Erstmals seit Jahren hat die Gewalt gegen Einsatzkräfte im Norden wieder abgenommen. Es wurden dennoch mehr Polizisten verletzt. Und noch eine Entwicklung war 2025 auffällig.
Kiel (dpa/lno) - Die Zahl der Gewaltdelikte gegen Polizistinnen und Polizisten ist in Schleswig-Holstein 2025 zwar leicht rückläufig gewesen, verharrt aber auf hohem Niveau.
Die Polizei registrierte 1.441 Widerstandshandlungen und tätliche Angriffe gegen Einsatzkräfte (2024: 1.515), wie aus einer der Deutschen Presse-Agentur vorliegenden Antwort der Landesregierung auf eine Kleine Anfrage der FDP hervorgeht. Darunter waren 685 (2024: 742) Widerstandshandlungen und 756 (773) tätliche Angriffe. Hinzu kamen im vergangenen Jahr 17 gefährliche und 2 einfache Körperverletzungen. Diese können nach Angaben der Landesregierung auch außerhalb von Diensthandlungen aufgrund der beruflichen Zuschreibung der Opfer geschehen sein. Die meisten Fälle wurden in Lübeck (219) registriert. Dahinter folgten Kiel (180), die Kreise Pinneberg (176) und Segeberg (107) sowie Neumünster (104).

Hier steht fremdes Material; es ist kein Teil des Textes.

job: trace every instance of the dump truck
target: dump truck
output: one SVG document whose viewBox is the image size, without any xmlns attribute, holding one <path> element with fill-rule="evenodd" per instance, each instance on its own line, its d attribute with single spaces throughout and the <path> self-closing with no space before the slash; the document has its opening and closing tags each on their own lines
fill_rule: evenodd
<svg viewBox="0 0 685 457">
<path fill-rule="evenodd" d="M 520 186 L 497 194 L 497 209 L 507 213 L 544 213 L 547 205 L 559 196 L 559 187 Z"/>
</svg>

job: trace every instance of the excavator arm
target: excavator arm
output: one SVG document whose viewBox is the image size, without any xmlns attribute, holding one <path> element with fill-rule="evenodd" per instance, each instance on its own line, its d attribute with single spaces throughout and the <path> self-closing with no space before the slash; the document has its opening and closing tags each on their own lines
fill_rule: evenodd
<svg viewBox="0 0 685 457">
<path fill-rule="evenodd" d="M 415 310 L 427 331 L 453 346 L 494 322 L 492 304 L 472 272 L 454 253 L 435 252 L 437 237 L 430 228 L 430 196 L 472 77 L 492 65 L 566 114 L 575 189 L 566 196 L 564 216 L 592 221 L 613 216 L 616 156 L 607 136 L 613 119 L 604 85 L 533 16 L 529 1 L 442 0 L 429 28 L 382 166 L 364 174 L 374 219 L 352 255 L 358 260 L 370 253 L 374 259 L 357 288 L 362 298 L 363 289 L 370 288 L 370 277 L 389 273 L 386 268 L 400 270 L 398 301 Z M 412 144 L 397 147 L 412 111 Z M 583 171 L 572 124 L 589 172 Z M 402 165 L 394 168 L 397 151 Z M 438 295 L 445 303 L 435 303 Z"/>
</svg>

"Die Zahl der Angriffe gegen Einsatzkräfte ist nach wie vor erschreckend hoch", sagte FDP-Landtagsfraktionschef Christopher Vogt dpa. Die Zahl der Angriffe sei in den vergangenen Jahren kontinuierlich gestiegen. "Diese Entwicklung ist völlig inakzeptabel." Zum Vergleich: Laut Antwort der Regierung auf eine frühere Kleine Anfrage der Fraktion gab es 2015 im Land 1.082 Gewaltdelikte gegen Beamte.
Im vergangenen Jahr ereigneten sich 77 der benannten Delikte den Angaben des Innenministeriums im Zusammenhang mit Veranstaltungen. Bei 269 Delikten war der Tatort in einem Ein- oder Mehrfamilienhaus oder eine Wohnung.